CHARLOTTE, N.C. -- Kemba Walker scored 46 points and made 10 3-pointers, and the Charlotte Hornets rolled to the most lopsided victory in franchise history by beating the Memphis Grizzlies 140-79 on Thursday night.

Walker had the ninth 40-point game of his career as the Hornets easily overcame the absence of the suspended Dwight Howard. The All-Star guard hit 13 of 18 shots overall, including 10 of 14 on 3-pointers, and was 10 of 10 on free throws in 28 minutes.

He scored 17 points in the first quarter, 18 in the second quarter and 11 in the third before he was replaced for the final time with 1:48 left in the period.

It came one night after Howard's 32-point, 30-rebound performance that helped Charlotte rally from a 23-point deficit for a 111-105 victory at Brooklyn. But in the process, Howard was whistled for his 16th technical foul of the season, meaning he had to serve a one-game suspension on Thursday night.

It didn't matter as the Hornets roared ahead 12-2 in the first 4 1/2 minutes, were ahead 37-14 after one quarter, 75-42 at halftime and by a game-high 65 points (137-72) with 1:45 left before taking the 61-point win.
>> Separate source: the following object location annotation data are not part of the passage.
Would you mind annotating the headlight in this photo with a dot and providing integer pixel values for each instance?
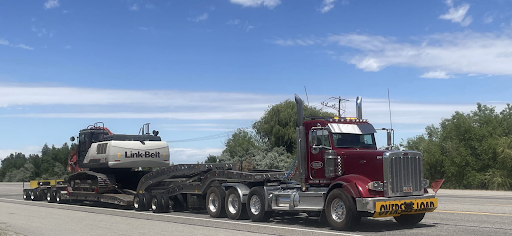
(376, 185)
(425, 183)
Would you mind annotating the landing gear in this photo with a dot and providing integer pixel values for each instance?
(235, 209)
(256, 205)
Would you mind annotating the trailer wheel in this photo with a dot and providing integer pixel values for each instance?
(50, 196)
(26, 195)
(33, 195)
(58, 197)
(341, 211)
(138, 202)
(159, 204)
(409, 219)
(235, 209)
(147, 201)
(215, 202)
(256, 205)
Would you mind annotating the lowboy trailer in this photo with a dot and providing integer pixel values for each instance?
(338, 173)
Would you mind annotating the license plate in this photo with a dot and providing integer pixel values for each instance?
(396, 208)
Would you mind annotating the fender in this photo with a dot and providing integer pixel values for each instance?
(354, 185)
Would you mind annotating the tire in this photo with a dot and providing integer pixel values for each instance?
(256, 205)
(215, 199)
(235, 209)
(139, 203)
(26, 195)
(177, 203)
(159, 204)
(341, 211)
(33, 194)
(50, 196)
(58, 197)
(409, 219)
(147, 201)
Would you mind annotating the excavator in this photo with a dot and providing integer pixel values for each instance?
(105, 162)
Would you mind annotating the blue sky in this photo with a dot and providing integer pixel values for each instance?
(204, 68)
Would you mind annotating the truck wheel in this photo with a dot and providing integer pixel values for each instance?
(409, 219)
(235, 209)
(159, 204)
(341, 211)
(215, 202)
(256, 205)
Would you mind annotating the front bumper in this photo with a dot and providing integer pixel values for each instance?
(393, 206)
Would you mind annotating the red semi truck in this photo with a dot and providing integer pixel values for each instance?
(339, 173)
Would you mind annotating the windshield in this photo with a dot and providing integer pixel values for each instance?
(354, 140)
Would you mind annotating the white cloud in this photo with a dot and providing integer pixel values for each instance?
(454, 53)
(23, 46)
(51, 4)
(437, 74)
(6, 43)
(256, 3)
(233, 22)
(327, 5)
(457, 14)
(190, 155)
(202, 17)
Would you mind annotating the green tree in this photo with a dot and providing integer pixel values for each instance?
(469, 150)
(211, 159)
(277, 126)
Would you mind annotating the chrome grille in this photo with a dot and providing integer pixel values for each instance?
(403, 173)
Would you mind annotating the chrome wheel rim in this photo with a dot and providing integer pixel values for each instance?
(154, 202)
(213, 202)
(233, 204)
(338, 210)
(255, 205)
(136, 202)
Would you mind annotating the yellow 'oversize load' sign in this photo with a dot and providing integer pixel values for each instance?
(396, 208)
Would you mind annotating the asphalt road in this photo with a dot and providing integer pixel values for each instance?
(460, 212)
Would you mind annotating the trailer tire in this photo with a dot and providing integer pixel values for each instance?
(33, 194)
(147, 201)
(58, 197)
(26, 195)
(215, 199)
(341, 211)
(177, 203)
(138, 202)
(235, 209)
(50, 196)
(256, 205)
(409, 219)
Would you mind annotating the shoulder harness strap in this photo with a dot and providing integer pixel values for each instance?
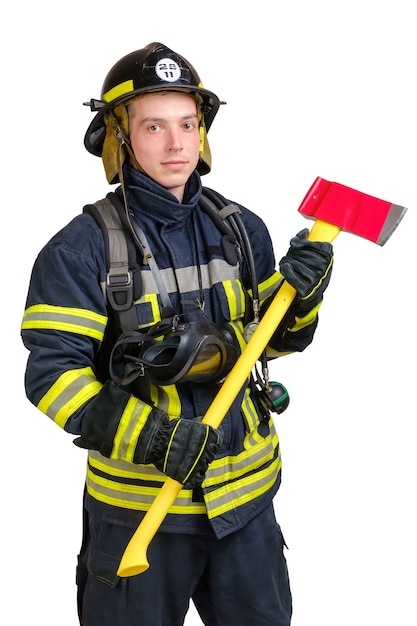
(123, 280)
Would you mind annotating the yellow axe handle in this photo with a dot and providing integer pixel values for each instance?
(134, 560)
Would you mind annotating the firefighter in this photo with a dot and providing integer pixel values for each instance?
(199, 287)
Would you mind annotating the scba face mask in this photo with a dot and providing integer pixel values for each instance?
(194, 352)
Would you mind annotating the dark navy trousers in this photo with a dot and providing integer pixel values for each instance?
(240, 580)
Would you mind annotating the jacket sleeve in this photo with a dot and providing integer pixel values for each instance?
(63, 328)
(296, 330)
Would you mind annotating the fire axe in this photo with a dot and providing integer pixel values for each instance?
(334, 208)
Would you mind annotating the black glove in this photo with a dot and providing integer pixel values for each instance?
(307, 266)
(191, 446)
(180, 448)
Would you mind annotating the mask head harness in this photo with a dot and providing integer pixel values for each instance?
(155, 68)
(173, 352)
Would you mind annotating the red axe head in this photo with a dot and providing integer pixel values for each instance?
(352, 210)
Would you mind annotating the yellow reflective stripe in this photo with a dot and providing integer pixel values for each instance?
(301, 322)
(242, 491)
(68, 319)
(130, 426)
(235, 298)
(119, 90)
(68, 393)
(133, 496)
(269, 286)
(229, 468)
(126, 485)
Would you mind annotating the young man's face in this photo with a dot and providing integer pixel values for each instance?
(165, 138)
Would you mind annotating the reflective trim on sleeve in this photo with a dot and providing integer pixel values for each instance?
(130, 426)
(69, 392)
(67, 319)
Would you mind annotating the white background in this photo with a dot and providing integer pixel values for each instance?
(322, 88)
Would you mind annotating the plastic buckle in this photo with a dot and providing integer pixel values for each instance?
(117, 284)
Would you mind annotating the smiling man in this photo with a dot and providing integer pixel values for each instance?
(199, 279)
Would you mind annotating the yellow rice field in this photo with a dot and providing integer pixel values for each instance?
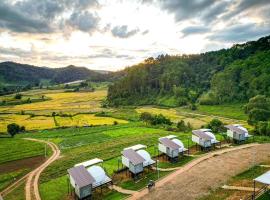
(72, 102)
(196, 120)
(43, 122)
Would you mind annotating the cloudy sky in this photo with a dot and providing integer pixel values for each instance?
(113, 34)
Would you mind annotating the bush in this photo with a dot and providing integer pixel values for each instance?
(146, 117)
(192, 106)
(18, 96)
(216, 126)
(13, 129)
(263, 128)
(160, 119)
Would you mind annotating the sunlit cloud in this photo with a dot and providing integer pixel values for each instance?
(113, 34)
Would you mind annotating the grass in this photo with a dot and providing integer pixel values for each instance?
(50, 187)
(8, 178)
(141, 183)
(17, 194)
(234, 111)
(182, 161)
(71, 102)
(14, 149)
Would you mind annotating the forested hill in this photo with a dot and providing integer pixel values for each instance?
(20, 74)
(227, 75)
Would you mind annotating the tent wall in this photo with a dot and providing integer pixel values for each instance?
(162, 148)
(125, 161)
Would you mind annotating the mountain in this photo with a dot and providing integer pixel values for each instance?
(228, 75)
(21, 74)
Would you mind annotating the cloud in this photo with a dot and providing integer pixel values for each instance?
(47, 16)
(195, 30)
(11, 18)
(245, 5)
(183, 10)
(241, 32)
(84, 21)
(123, 32)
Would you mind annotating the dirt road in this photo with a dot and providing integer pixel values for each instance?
(31, 187)
(197, 178)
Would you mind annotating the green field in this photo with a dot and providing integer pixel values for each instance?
(84, 130)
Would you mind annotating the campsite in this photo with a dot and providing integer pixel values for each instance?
(134, 100)
(84, 140)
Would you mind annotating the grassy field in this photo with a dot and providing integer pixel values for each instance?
(14, 149)
(68, 102)
(244, 179)
(71, 129)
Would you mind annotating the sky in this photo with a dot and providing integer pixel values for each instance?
(114, 34)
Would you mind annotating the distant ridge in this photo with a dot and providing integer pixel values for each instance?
(12, 73)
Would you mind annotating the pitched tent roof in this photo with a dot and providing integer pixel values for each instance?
(168, 143)
(235, 129)
(81, 176)
(265, 178)
(136, 147)
(202, 134)
(133, 156)
(90, 162)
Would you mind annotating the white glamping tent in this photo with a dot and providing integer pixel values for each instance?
(135, 158)
(96, 171)
(237, 132)
(171, 146)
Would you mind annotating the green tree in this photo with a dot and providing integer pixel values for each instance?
(216, 125)
(13, 129)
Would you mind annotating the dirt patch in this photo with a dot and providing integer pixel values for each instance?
(29, 163)
(209, 174)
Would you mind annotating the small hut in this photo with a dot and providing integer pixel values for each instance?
(97, 172)
(201, 138)
(91, 174)
(135, 158)
(171, 146)
(237, 133)
(81, 181)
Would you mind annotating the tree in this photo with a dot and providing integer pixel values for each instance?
(216, 125)
(13, 129)
(258, 109)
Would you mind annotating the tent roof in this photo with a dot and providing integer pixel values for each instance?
(168, 143)
(171, 136)
(136, 147)
(235, 129)
(90, 162)
(133, 156)
(265, 178)
(202, 134)
(81, 176)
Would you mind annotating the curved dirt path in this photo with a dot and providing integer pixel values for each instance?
(211, 171)
(31, 187)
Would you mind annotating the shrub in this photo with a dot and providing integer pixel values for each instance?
(13, 129)
(216, 125)
(146, 117)
(18, 96)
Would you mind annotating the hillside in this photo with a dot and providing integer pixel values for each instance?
(228, 75)
(21, 74)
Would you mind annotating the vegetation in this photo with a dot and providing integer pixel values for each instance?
(216, 126)
(155, 120)
(232, 75)
(14, 129)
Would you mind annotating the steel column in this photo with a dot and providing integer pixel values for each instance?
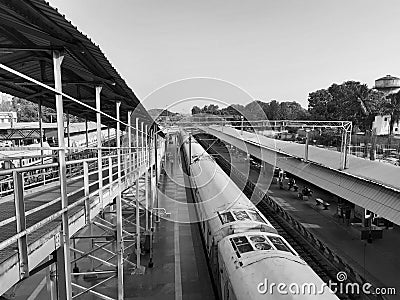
(146, 182)
(137, 203)
(41, 129)
(120, 245)
(142, 143)
(99, 145)
(151, 201)
(306, 145)
(157, 219)
(86, 132)
(64, 286)
(137, 143)
(129, 142)
(21, 223)
(68, 131)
Charlotte's largest previous win in franchise history came by 52 points (136-84) at home against Philadelphia on Feb. 27, 1992 (see full recap).
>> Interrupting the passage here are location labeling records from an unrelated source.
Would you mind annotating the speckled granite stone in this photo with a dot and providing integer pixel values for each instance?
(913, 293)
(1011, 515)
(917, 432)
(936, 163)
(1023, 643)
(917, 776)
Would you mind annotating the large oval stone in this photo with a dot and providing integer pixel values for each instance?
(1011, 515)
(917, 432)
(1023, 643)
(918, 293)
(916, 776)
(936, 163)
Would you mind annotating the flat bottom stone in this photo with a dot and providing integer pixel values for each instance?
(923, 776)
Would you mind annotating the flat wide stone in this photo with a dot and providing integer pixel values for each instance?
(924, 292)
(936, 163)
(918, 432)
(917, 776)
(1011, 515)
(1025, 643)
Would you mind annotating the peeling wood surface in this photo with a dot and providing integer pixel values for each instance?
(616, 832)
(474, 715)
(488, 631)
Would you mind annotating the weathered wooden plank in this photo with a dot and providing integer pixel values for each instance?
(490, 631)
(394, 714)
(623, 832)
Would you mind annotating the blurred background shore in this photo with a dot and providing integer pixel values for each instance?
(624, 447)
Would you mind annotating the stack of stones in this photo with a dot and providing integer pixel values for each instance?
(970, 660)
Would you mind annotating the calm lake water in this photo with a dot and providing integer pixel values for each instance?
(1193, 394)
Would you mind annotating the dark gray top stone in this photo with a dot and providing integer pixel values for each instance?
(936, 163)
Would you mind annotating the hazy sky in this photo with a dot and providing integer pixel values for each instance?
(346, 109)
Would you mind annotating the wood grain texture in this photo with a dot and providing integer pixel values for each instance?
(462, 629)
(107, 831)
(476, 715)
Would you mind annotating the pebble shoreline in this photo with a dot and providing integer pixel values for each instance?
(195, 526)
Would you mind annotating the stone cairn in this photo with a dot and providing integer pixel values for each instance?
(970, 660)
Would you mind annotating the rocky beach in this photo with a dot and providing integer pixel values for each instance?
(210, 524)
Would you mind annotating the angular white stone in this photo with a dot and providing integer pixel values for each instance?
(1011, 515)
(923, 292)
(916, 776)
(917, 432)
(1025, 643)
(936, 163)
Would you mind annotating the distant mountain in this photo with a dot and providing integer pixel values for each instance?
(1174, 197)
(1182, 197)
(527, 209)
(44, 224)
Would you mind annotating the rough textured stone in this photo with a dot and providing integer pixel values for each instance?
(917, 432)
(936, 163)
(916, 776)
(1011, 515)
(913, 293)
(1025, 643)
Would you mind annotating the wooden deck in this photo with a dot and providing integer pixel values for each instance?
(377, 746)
Harden shakes off struggles to give Rockets OT win
HOUSTON -- James Harden scored 21 points, including 10 of Houston's 12 points in overtime, to shake off a tough four quarters and lift the Rockets to a 100-96 victory over the Detroit Pistons on Thursday night.

After going 2 of 16 in regulation, including missing a shot that would have won it, Harden warmed up in overtime. He put Houston up with a basket early in the period before making it 93-90 on a three-point play after a basket by Andre Drummond. He added three free throws with about a minute left before P.J. Tucker's tip-in made it 98-90 with 21 seconds to play.
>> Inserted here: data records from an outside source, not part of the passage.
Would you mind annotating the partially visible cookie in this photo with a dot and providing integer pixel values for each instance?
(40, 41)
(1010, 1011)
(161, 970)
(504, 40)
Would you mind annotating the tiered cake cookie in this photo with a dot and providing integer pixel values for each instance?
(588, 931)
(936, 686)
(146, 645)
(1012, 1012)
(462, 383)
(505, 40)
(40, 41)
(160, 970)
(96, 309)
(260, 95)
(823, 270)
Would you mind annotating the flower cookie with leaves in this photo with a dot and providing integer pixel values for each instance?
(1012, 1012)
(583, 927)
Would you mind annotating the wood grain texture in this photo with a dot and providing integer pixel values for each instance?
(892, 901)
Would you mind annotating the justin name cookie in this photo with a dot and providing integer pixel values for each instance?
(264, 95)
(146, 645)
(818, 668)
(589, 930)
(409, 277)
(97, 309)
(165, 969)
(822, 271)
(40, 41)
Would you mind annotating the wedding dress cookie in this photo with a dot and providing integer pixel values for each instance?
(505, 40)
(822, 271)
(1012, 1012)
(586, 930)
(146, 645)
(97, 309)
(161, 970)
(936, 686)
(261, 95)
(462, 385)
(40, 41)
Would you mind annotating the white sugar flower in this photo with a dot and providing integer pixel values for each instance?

Blake Griffin, who finished with a triple-double, had a 3-pointer after that, but Harden made two more free throws to push the lead to seven. Harden missed both free throws after a 3-pointer by Ish Smith with 4.2 seconds left, but the Rockets held on to extend their winning streak to seven games.

It was an ugly game which featured 71 missed 3-pointers combined. Houston was 12 of 51 and Detroit made just 6 of 38.

Eric Gordon added 22 points for Houston on a night Chris Paul sat out with a sore left hamstring.

Griffin had 21 points, 10 rebounds and 10 assists. Drummond had 17 points and 20 rebounds (see full recap).

Kings beat Hawks amid protests outside arena
SACRAMENTO, Calif. -- Justin Jackson scored 11 of his season-high 20 points in the third quarter and the Sacramento Kings beat the Atlanta Hawks 105-90 on Thursday night in a game that was delayed due to protesters who were locked arm-in-arm surrounding entrances to Golden1 Center.

Jackson shot 7 of 8 and was perfect on four shots beyond the arc to help the Kings split the season series with the Hawks while avenging their worst loss of the season. Atlanta beat Sacramento 126-80 in November.

Buddy Hield and Frank Mason scored 16 points apiece, while Kosta Koufos added 14 points and 11 rebounds for the Kings.

A massive crowd shut down nearby freeways and gathered in the surrounding streets to protest the police shooting of Stephon Clark, an unarmed black man who was in the backyard of his grandparents' house Sunday night. According to reports, Clark was shot 20 times.

Only a few hundred fans made it into the Golden1 Center before police decided to not allow anyone else to enter. Several of those who did get in were allowed to move down into the lower bowl of the arena, leaving the upper deck empty.

With so few fans in attendance, the game often had the look and feel of a high school playoff.

The Kings led most of the way and pulled away in the second half behind Jackson and Hield, who scored 10 points in the fourth quarter.